La posizione divergente di Hollande in materia di governance europea riguarda soprattutto il “Fiscal Compact”, l’accordo intergovernativo sul controllo delle finanze pubbliche siglato lo scorso marzo, senza l’appoggio del Regno Unito. Le regole, che impongono restrizioni sul deficit rendendo sostanzialmente obbligatorio il pareggio di bilancio, sono state criticate dal candidato socialista per la loro portata recessiva che potrebbe influire sui meccanismi di welfare, a causa dei tagli di volta in volta necessari. L’accordo dovrebbe entrare in vigore nel 2013, a condizione che sia ratificato da almeno 12 Stati membri, anche se Hollande ha dichiarato che in Francia, nel caso in cui dovesse essere lui il nuovo presidente, il testo così com’è non verrebbe approvato. Sarà dunque inevitabile un dialogo tra le parti, poiché la mancata ratifica francese farebbe senza dubbio saltare l’intero processo: a questo punto meglio un testo più “espansivo” che un completo fallimento, anche se rimarrebbe da gestire un’eventuale reazione dei mercati. Le proposte messe sul piatto potrebbero mettere in seria difficoltà i promotori dell’accordo, specialmente i tedeschi: durante la campagna elettorale il candidato all’Eliseo ha parlato dei Project Bond, i titoli europei a rischio condiviso, che dovrebbero servire per finanziare investimenti nel vecchio continente, attraverso un potenziamento dei fondi alla BEI, la banca Europea degli Investimenti. Si è detto inoltre favorevole all’introduzione di una tassa europea sulle transazioni finanziarie, fortemente osteggiata dal Regno Unito e dai paesi del nord. Da un ultimo, Hollande vorrebbe promuovere una revisione del meccanismo di allocazione dei fondi strutturali, in particolare per quanto riguarda i finanziamenti rimasti inutilizzati.
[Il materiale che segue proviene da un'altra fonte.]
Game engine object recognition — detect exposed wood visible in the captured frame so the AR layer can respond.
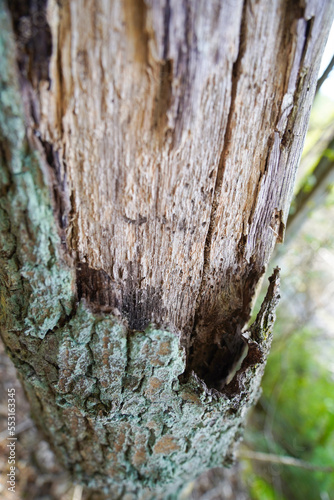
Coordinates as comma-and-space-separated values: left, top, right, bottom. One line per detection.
0, 0, 334, 498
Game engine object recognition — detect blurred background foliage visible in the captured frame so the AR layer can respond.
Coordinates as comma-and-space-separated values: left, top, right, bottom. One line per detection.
240, 29, 334, 500
0, 20, 334, 500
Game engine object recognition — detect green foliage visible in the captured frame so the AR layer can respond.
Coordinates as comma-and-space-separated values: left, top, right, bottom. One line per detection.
246, 326, 334, 500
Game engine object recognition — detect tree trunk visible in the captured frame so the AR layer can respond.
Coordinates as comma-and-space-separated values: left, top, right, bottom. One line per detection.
0, 0, 333, 498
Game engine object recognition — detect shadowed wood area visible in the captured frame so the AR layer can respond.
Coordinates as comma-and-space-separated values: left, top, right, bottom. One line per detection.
25, 0, 326, 372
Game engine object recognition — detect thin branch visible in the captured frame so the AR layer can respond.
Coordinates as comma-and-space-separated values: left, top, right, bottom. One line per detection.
238, 450, 334, 472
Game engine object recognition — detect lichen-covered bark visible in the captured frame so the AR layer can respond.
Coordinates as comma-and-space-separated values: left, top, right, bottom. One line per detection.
0, 0, 333, 498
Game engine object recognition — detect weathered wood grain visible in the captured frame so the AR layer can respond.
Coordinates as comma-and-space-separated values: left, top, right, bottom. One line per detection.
0, 0, 334, 498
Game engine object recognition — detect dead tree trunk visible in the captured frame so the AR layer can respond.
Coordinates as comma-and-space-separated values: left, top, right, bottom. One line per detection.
0, 0, 333, 498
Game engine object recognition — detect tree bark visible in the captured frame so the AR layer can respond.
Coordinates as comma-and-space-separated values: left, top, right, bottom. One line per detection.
0, 0, 333, 498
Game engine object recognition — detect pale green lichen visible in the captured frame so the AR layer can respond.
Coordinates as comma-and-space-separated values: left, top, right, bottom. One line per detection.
0, 3, 275, 499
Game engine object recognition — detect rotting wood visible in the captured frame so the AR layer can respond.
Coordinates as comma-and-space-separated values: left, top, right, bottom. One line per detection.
1, 0, 333, 498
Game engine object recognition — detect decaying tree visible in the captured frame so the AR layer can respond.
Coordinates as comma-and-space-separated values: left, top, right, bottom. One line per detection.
0, 0, 333, 498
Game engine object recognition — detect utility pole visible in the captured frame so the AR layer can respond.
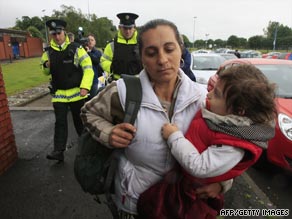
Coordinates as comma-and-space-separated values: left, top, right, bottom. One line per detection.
42, 9, 49, 46
193, 16, 197, 49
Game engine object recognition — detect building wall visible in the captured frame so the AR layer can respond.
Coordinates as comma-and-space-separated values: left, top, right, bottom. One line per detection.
0, 64, 18, 175
0, 31, 43, 60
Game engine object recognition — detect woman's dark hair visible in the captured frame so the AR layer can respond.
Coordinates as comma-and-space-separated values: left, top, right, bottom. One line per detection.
138, 19, 182, 56
219, 64, 276, 123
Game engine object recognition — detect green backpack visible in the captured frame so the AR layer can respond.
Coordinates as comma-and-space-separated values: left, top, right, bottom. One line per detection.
74, 75, 142, 217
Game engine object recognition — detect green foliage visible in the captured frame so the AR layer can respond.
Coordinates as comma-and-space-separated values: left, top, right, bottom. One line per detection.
1, 58, 49, 96
27, 26, 42, 38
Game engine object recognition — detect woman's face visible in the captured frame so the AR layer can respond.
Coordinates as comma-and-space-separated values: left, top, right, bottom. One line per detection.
141, 25, 181, 83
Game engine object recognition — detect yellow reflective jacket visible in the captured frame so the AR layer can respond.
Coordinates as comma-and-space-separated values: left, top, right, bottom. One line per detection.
41, 36, 94, 103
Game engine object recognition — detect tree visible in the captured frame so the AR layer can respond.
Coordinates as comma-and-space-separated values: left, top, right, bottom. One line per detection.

In un’ottica di medio periodo, l’eventuale presenza di un esponente socialista tra i principali governanti europei potrebbe riequilibrare, almeno parzialmente, la tendenza neo-liberista emersa con particolare vigore in seguito alla crisi del 2008. L’Europa dell’ultimo decennio si è gradualmente allontanata dal modello di “welfare state” caratteristico di molti Stati Membri, assumendo un approccio sempre più simile allo schema privatistico anglosassone, ritenuto maggiormente orientato verso la crescita. Tali convinzioni, che affondano le radici in un periodo ben più distante, iniziano ormai a scricchiolare: i benefici auspicati non sono arrivati, dato che il PIL ristagna e la disoccupazione aumenta, mentre i cittadini europei non sembrano voler abbandonare il sistema di “stato sociale” che ha indubbiamente portato a standard di vita elevati e soprattutto altamente diffusi, a differenza del modello americano. In tale contesto si pongono i mercati, la cui influenza sulla scena politica è espressione della visione del mondo che in molti ormai sembrano rifiutare: farlo attraverso il voto rimane ancora, per fortuna, un diritto dei cittadini europei.